A faulty SSL change (+ another cert/key mismatch) and its subsequent confusion triggered a rare systemd fault, crashing stunnel4 on cp4 (preventing connectivity between Varnish and MediaWiki servers) and leading into more than 1.5 hours of downtime for users accessing Miraheze Wikis via cp4.
- What services were affected?
- All wikis for users accessing Miraheze Wikis via cp4. Traffic going via cp2 was served fine.
- How long was there a visible outage?
- 2018-02-22 15:38 UTC until 17:16 UTC
- What was/were the response times by each Operations member?
- Reception123 responded at 15:37 on IRC, only due to the occurrence of 503 errors at random times, did not realize that it was a "permanent" error
- Southparkfan responded at 17:12 on IRC, assisting Reception123 during troubleshooting
- Was it caused by human error, supply/demand issues or something unknown currently?
- Partially unknown. Even while the faulty change was clearly human error (the cert/key mismatch too), the actual systemd fault is still a mystery.
- Was the incident aggravated by human contact, users or investigating?
- How could response time by improved?
- Operations should not have ignored the Icinga alarms for cp4.
All times are in UTC.
- 15:26: Reception123 merged a bad change in puppet, because the associated private key should have been pushed to the private git repo first.
- 15:31: puppet runs on cp4. Coincidentally varnishd crashed (OOM) during this puppet run as well. We are seeing two problems at this point:
Feb 21 15:31:15 cp4 puppet-agent: (/Stage[main]/Ssl::Hiera/Ssl::Hiera::Certs[fikcyjnatv]/File[fikcyjnatv.pl_private]) Could not evaluate: Could not retrieve information from environment production source(s) puppet:///ssl-keys/fikcyjnatv.pl.key Feb 21 15:31:30 cp4 puppet-agent: (/Stage[main]/Varnish::Nginx/Exec[nginx-syntax]/returns) nginx: [emerg] SSL_CTX_use_PrivateKey_file("/etc/ssl/private/www.reviwiki.info.key") failed (SSL: error:0B080074:x509 certificate routines:X509_check_private_key:key values mismatch)
- 15:34: First Icinga alarm for cp4:
PROBLEM - Varnish Backends on cp4 is CRITICAL: 3 backends are down: mw1mw2mw3. May have been unrelated (see one line below).
- 15:36: Second Icinga alarm for cp4:
PROBLEM - HTTP 4xx/5xx ERROR Rate on cp4 is CRITICAL: CRITICAL - NGINX Error Rate is 94%. Even though 94% is unusually high, it is possible that this alarm was unrelated, and the backends were down due to the other, frequently occurring 503 storm.
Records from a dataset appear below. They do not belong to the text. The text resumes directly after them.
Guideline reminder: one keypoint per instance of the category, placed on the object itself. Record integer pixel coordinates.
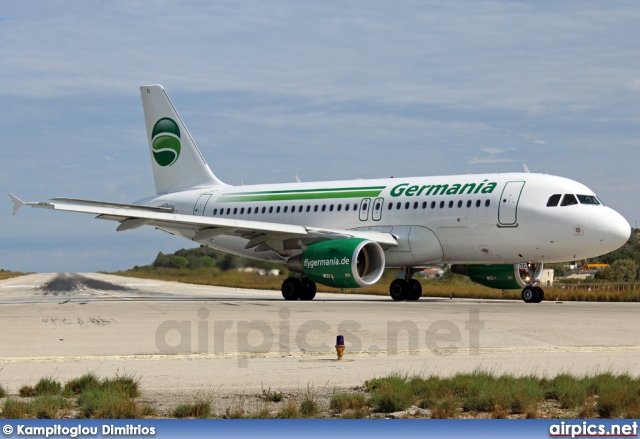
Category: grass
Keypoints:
(605, 395)
(49, 407)
(9, 274)
(200, 409)
(270, 396)
(289, 410)
(341, 402)
(457, 287)
(478, 394)
(309, 407)
(78, 385)
(390, 394)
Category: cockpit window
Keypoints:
(568, 200)
(588, 199)
(554, 200)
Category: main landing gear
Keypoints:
(302, 288)
(407, 288)
(531, 293)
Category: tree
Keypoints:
(624, 270)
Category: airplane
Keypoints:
(497, 229)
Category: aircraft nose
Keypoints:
(613, 230)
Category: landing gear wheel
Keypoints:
(530, 294)
(399, 289)
(291, 288)
(308, 289)
(415, 290)
(540, 292)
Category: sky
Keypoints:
(323, 90)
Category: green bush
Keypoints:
(79, 385)
(341, 402)
(200, 409)
(107, 403)
(48, 386)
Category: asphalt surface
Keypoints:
(183, 339)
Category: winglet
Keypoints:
(17, 203)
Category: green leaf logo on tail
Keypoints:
(165, 142)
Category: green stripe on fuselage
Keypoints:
(303, 194)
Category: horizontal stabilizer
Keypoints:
(17, 203)
(165, 209)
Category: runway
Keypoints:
(182, 339)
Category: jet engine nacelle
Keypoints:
(342, 263)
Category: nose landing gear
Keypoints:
(531, 293)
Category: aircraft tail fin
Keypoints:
(177, 163)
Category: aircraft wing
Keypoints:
(262, 235)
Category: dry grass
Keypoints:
(9, 274)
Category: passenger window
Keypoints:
(568, 200)
(588, 199)
(554, 200)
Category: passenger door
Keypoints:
(508, 207)
(364, 209)
(201, 204)
(378, 205)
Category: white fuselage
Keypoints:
(465, 219)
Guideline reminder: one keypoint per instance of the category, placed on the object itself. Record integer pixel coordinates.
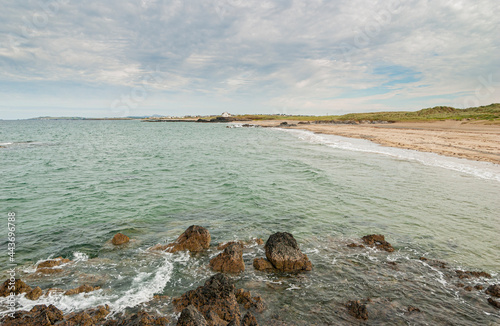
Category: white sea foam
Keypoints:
(483, 170)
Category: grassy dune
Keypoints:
(490, 113)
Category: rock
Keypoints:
(195, 238)
(39, 315)
(471, 274)
(34, 294)
(190, 316)
(262, 264)
(245, 298)
(493, 290)
(19, 287)
(283, 252)
(494, 303)
(52, 263)
(230, 260)
(82, 288)
(413, 309)
(357, 309)
(217, 295)
(378, 241)
(249, 320)
(120, 239)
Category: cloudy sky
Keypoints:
(142, 57)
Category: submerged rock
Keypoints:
(195, 238)
(190, 316)
(18, 287)
(357, 309)
(82, 288)
(284, 254)
(493, 290)
(214, 300)
(39, 315)
(120, 239)
(378, 241)
(230, 260)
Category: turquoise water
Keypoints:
(74, 184)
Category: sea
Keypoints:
(74, 184)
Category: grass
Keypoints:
(490, 113)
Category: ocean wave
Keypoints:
(484, 170)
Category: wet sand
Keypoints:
(474, 141)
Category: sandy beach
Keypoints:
(474, 141)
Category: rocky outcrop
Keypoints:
(283, 252)
(18, 287)
(493, 290)
(245, 298)
(81, 289)
(120, 239)
(39, 315)
(194, 239)
(214, 300)
(357, 309)
(190, 316)
(230, 260)
(377, 241)
(34, 294)
(262, 264)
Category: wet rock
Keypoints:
(120, 239)
(195, 238)
(34, 294)
(82, 288)
(39, 315)
(230, 260)
(262, 264)
(413, 309)
(494, 303)
(19, 287)
(378, 241)
(190, 316)
(357, 309)
(216, 295)
(283, 252)
(52, 263)
(471, 274)
(245, 298)
(493, 290)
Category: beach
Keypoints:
(463, 139)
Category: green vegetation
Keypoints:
(490, 112)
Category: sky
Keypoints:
(119, 58)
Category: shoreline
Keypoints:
(473, 141)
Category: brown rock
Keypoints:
(82, 288)
(34, 294)
(52, 263)
(283, 252)
(493, 290)
(217, 295)
(471, 274)
(378, 241)
(494, 303)
(357, 309)
(119, 239)
(190, 316)
(230, 260)
(262, 264)
(195, 238)
(39, 315)
(245, 298)
(19, 287)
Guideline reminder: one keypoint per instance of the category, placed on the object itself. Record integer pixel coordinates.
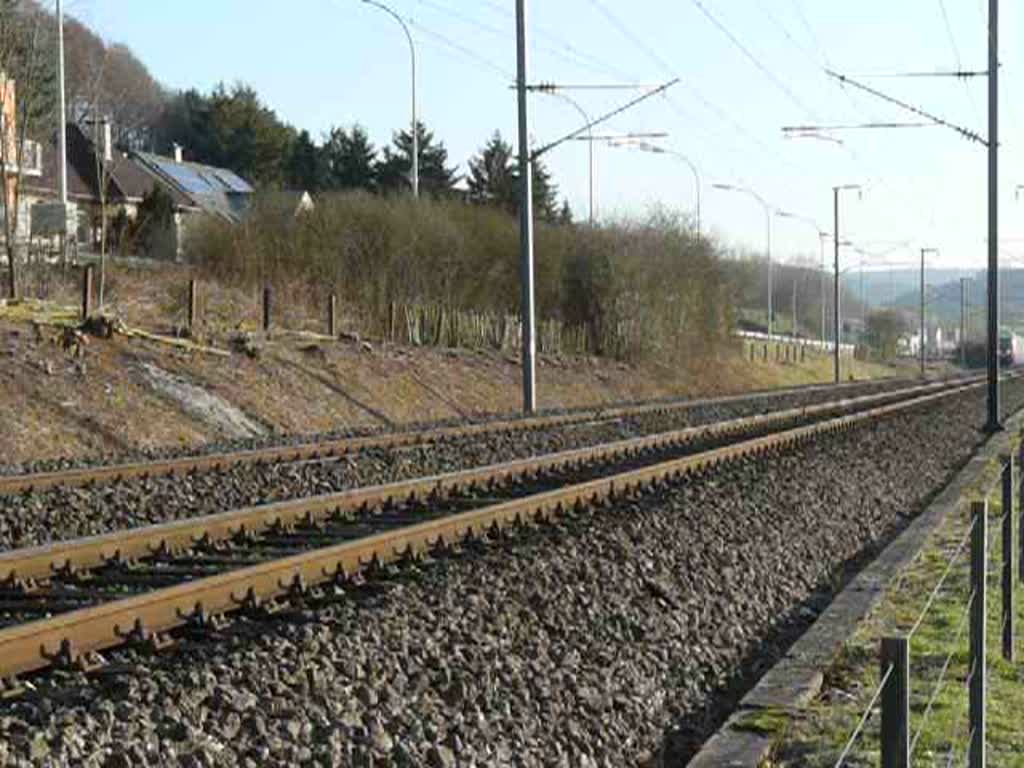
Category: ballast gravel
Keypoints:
(617, 636)
(39, 517)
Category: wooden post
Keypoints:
(1008, 557)
(87, 293)
(332, 315)
(976, 665)
(193, 304)
(267, 297)
(895, 735)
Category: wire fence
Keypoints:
(899, 742)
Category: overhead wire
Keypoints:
(956, 57)
(754, 59)
(721, 114)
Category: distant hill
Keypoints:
(943, 296)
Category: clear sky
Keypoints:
(756, 68)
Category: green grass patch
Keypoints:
(819, 734)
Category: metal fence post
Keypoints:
(896, 702)
(979, 541)
(1008, 557)
(193, 303)
(87, 292)
(1020, 497)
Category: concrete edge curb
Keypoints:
(748, 736)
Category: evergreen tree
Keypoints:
(545, 194)
(305, 164)
(395, 168)
(494, 179)
(493, 175)
(231, 129)
(350, 160)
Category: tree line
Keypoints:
(231, 127)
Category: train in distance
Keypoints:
(1011, 348)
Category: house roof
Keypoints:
(126, 181)
(216, 190)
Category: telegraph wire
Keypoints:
(708, 103)
(956, 57)
(754, 59)
(966, 132)
(469, 53)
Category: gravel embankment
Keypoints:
(34, 518)
(278, 439)
(606, 640)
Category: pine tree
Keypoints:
(305, 164)
(395, 168)
(350, 160)
(493, 177)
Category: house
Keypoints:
(18, 161)
(127, 177)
- 15:38: Reception123 performs a puppet run on cp4
- 15:38: Reception123 manually reloads nginx (while above errors were still unfixed) which triggered a systemd error (cause unknown) crashing stunnel4. After this point cp4 was unusable:
Feb 21 15:38:15 cp4 puppet-agent: Finished catalog run in 5.88 seconds Feb 21 15:38:23 cp4 systemd: Reloading LSB: Stop/start nginx. Feb 21 15:38:23 cp4 systemd: Failed to reset devices.list on /system.slice/stunnel4.service: No such file or directory Feb 21 15:38:23 cp4 nginx: Reloading nginx: nginx. Feb 21 15:38:23 cp4 systemd: Reloaded LSB: Stop/start nginx.
- 16:31: Southparkfan mentions strange 503 errors (occurring longer than usual) in IRC
- 17:12-17:15: Reception123 and Southparkfan are troubleshooting the 503 errors
- 17:15: Reception123 restarts stunnel4, site comes back online
Quick facts[edit source]
- Two ssl keypairs were wrong, but puppet performs nginx syntax checks thus nginx was not reloaded; expected behaviour.
- Reception123 forced a reload on cp4, which triggered the 'Failed to reset devices.list' error and crashed stunnel.
- The cause of the error mentioned above is unknown, but should definitely not be triggered by just reloading nginx regardless of its configuration issues.
- Health checks in gdnsd did not catch the cp4 failure.
- Operations did not investigate the Icinga alarms that told them something was really wrong with cp4.
- The procedure for managing SSL keypairs must be adjusted thoroughly, to prevent configuration mistakes
- It may be required to do a configtest ('sudo nginx -t') before attempting to touch the nginx service (reload, restart)
- Operations should not ignore the Icinga alarms for cache proxies. While they show up frequently, this time they didn't go away after a few minutes, which is a sign something is broken.
- Our gdnsd health checks should check for a valid HTTP response; not just if a basic TCP request gets a response.
- What services/sites were used to report the downtime?
- None at the right time.
- What other services/sites were available for reporting, but were not used?
- Adjust gdnsd health check - Done #1 #2 #3
- Revise the procedure for managing SSL keypairs? Not Done
- Reinstall cp4 if needed Not Done
- May want to try to reproduce this error again (but this time while cp4 is properly depooled) Not Done
- Who responded to this incident?
- Reception123, Southparkfan
- What services were affected?
- All wikis for users accessing Miraheze using cp4
- Who, therefore, needs to review this report?
- All Operations members
- Timestamp: 00:16, 1 March 2018 (UTC)